Shure’s Born agrees that more-powerful DSP makes array-type microphones as flexible as they can be for sports but says further that DSP can add even more value for broadcasters, especially in REMI/ at-home production models.

“The DSP can add [functionality like] automixing, de-noising, de-reverberance, EQ, compression and more to the microphone signal automatically, before it even hits the [A1’s] desk,” he says. “That’s going to let the mixer focus more on the game.”
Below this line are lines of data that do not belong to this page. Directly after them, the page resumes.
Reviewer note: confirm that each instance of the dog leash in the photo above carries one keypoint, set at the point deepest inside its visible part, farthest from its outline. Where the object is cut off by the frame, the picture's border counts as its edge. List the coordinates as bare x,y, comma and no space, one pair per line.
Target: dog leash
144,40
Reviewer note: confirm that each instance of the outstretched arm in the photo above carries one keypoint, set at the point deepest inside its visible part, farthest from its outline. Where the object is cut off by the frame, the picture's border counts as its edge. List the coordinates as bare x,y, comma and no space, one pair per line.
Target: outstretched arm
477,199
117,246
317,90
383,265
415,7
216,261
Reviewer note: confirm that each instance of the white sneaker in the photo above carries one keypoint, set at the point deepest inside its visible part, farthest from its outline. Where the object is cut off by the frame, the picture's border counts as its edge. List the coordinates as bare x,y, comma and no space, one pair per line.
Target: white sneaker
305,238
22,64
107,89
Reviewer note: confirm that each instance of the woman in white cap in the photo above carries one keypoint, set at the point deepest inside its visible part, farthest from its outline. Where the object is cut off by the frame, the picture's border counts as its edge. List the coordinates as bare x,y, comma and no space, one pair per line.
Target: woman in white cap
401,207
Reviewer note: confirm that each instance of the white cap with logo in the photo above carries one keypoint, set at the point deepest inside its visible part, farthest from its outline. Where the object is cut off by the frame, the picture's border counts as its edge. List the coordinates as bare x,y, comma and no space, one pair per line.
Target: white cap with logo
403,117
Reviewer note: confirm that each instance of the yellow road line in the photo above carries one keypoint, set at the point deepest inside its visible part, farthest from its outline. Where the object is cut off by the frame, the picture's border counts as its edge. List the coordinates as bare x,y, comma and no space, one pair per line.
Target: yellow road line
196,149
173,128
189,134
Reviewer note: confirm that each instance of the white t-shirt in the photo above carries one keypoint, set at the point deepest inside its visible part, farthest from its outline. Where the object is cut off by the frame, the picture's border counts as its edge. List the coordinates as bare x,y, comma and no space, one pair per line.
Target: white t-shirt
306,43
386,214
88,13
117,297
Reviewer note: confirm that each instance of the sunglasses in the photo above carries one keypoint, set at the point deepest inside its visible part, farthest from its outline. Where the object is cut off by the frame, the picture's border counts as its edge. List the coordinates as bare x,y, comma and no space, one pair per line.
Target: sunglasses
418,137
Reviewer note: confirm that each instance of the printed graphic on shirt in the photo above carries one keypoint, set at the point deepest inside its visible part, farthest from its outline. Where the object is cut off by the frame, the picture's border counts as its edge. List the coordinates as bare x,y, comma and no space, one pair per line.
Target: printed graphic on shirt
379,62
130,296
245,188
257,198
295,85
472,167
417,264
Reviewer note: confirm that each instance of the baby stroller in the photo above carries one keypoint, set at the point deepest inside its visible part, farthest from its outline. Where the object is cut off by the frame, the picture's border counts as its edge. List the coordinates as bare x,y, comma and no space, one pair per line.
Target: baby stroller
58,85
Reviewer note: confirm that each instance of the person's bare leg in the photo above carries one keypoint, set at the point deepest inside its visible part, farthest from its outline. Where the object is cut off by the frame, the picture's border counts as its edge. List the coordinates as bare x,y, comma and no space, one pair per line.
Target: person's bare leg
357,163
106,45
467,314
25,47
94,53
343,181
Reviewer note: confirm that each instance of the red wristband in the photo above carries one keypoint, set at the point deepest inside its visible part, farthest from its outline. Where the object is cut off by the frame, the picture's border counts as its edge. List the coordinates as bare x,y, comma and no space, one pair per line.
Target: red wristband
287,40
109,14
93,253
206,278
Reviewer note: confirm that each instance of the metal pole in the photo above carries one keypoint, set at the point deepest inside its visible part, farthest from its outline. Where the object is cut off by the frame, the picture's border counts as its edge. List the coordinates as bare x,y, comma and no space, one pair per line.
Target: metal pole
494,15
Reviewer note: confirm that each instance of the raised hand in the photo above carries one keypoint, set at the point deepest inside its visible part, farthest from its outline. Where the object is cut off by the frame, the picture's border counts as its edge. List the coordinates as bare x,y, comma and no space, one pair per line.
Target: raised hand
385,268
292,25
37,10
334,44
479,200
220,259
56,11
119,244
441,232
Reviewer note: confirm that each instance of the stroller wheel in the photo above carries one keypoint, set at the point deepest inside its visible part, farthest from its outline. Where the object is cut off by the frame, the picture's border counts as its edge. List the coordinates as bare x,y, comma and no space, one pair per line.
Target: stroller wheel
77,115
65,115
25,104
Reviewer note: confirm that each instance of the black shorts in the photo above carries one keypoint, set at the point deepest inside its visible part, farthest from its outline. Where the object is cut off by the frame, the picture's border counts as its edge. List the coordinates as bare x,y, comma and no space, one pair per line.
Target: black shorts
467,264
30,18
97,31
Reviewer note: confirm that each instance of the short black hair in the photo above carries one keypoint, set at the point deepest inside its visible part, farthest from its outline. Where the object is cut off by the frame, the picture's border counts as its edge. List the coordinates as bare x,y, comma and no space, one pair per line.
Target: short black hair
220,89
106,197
In fact, he adds, the NBA and other leagues are looking to leverage the vast amounts of audio they can already capture with the growing amount of content coming from hallway and locker-room interviews that networked microphones can facilitate.

“Once microphones are on a network,” Born says, “you can plug one in as an endpoint wherever and whenever it’s needed. There are so many audio [sources] available outside of what’s usually picked up [on the court or the field] by the usual shotguns and lavs.”

Now that microphone manufacturers have become aware of how some of their products aimed at other pro-audio verticals are being applied to broadcast sports, they are more attentive to those possibilities. For instance, Dixon says A-T’s newest corporate product, the Dante-enabled ATND1061, takes beam-forming processing even further and its 9- by 9-in. form factor potentially makes it attractive for more size-sensitive sports-audio applications.

“We could see people tasking it for applications it wasn’t intended for,” he says, adding, “We’d appreciate the challenge.”